I will also be attending funeral services today for a woman who has left us too soon, though not unexpectedly. 20 years ago, when I first moved into my ward, Gail was already ailing. In fact, she suffered with numerous health-related issues from the day I met her, and I met her fairly often because her daughter and mine became best friends and remained so throughout all of their school years. This devoted wife and mother was a stalwart member of the Church, one who joined over the objections of her Jewish parents and family. I always admired her courage in having made that decision. I appreciated her intelligence, as well. In fact, being in a gospel doctrine class with her was an education in itself. Gail knew her stuff, and her unique perspective as a converted Jew always added depth and interest to every lesson.

I mentioned that her death was not unexpected, but somehow that isn't really true. When her husband told me several days ago that she was in hospice, I couldn't help feeling surprised to think that the end of her life was imminent. Gail fought off pneumonia and other chronic problems so many times that I had begun to think of her as invincible.

But none of us is invincible. Not one. And that's what I'm going to be remembering today, in Gail's honor. Life is fleeting, and the time to act is now. Right now. There can be no better time than this very hour and minute to live our lives the way we came to earth to live them. There should be no ever-distant tomorrow when it comes to loving the people around us in ways they can feel, praying to our Father in Heaven and listening for answers, making time to read the scriptures, reaching for dreams that will matter, and showing our gratitude openly. The moment is now; I want to remember that.

I also want to express my thanks to a Heavenly Father who loved us enough to send His Son to earth on that first Christmas. I'm grateful for a selfless Elder Brother who wasn't afraid to offer Himself, "Here am I, send me." Christ came into the world as a sinless baby and left as a sinless sacrifice, a Savior and Redeemer who would forever take away the sting of death and give us the victory. As I think of Gail and so many others, my heart overflows with love for Him.

And that's what Christmas is really about. Not the cards and the shopping but the gifts of love and sacrifice they represent. And their Giver.

Let every heart prepare Him room. (Just assumed top priority ranking on my list).

Not that I won't be doing the Christmas cards, because I will. But I'll be doing them with a merrier, roomier heart.

And thinking of Gail.

7 comments:

Carolyn said...

Sweet thoughts on your friend.

You'll make it to Christmas. I know it.

karen said...

Thank you for the reminder of what is really important here. Family and holiday fun are always welcome and fun, but what really makes the season special are those quiet moments where we can reflect on our Savior's love for us, and his beautiful birth.

Amy said...

This season most certainly is a time to reflect. So many dear ones are going through such trials, or receiving such miraculous blessings it is hard to not think of Him. I am so grateful for the perspective this year has brought.

Katie Blacker said...

Is Gail someone I would know? I have a feeling I do...I am always sad to hear of death but thank goodness for the promises that come with the gospel.

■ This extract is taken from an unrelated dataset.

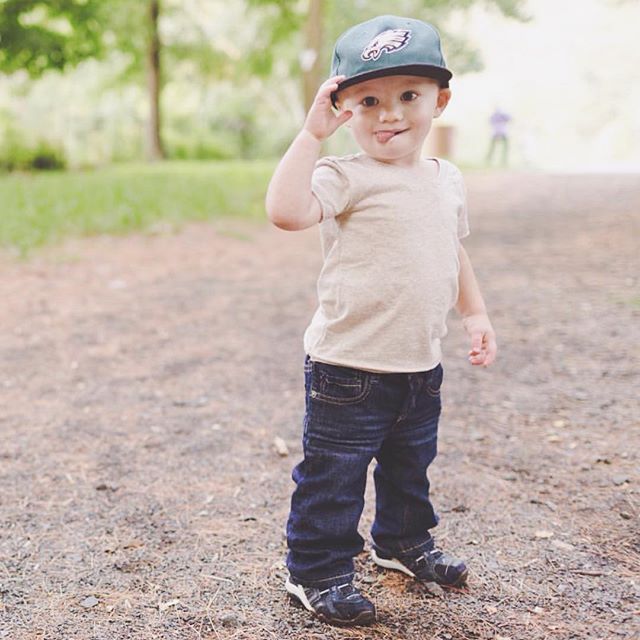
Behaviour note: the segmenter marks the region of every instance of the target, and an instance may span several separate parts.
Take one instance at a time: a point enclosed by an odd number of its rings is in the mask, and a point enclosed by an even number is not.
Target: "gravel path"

That is awesome about your grandson's baptism. Those are some good days!

Karen said...

Aren't we so blessed to have a testimony of what comes next! Hoping to have a more Christ centered Holiday.

Hugs

Darlene said...

It's nice that you can use a "nice" rainy day to advantage. I, on the other hand, hate the rain so much that it leaves me almost incapable of doing anything. So, in order not to waste the day, I force myself to bake. Today I made two big loaves of pumpkin bread.

I wish I could do cards, but I have to polish up my poem as I don't really like the ending I had. Oh woe, I wish I had just a little more talent.

Holidays are about family, aren't they? I really love ours because you make them so spiritual, what with our famous Christmas Eve Christmas story and then circle time, which is so spiritual. You are the best.

So sorry about your friend. Hard to lose a loved one at this time of year.

Em said...

we went to temple square for the lights and nativity scene on sat night with sean's parents. freezing cold, but made me think of mary being pregnant and having to give birth in a stable. it made me extra grateful to be able to go home and prop my pregnant self up next to our heater.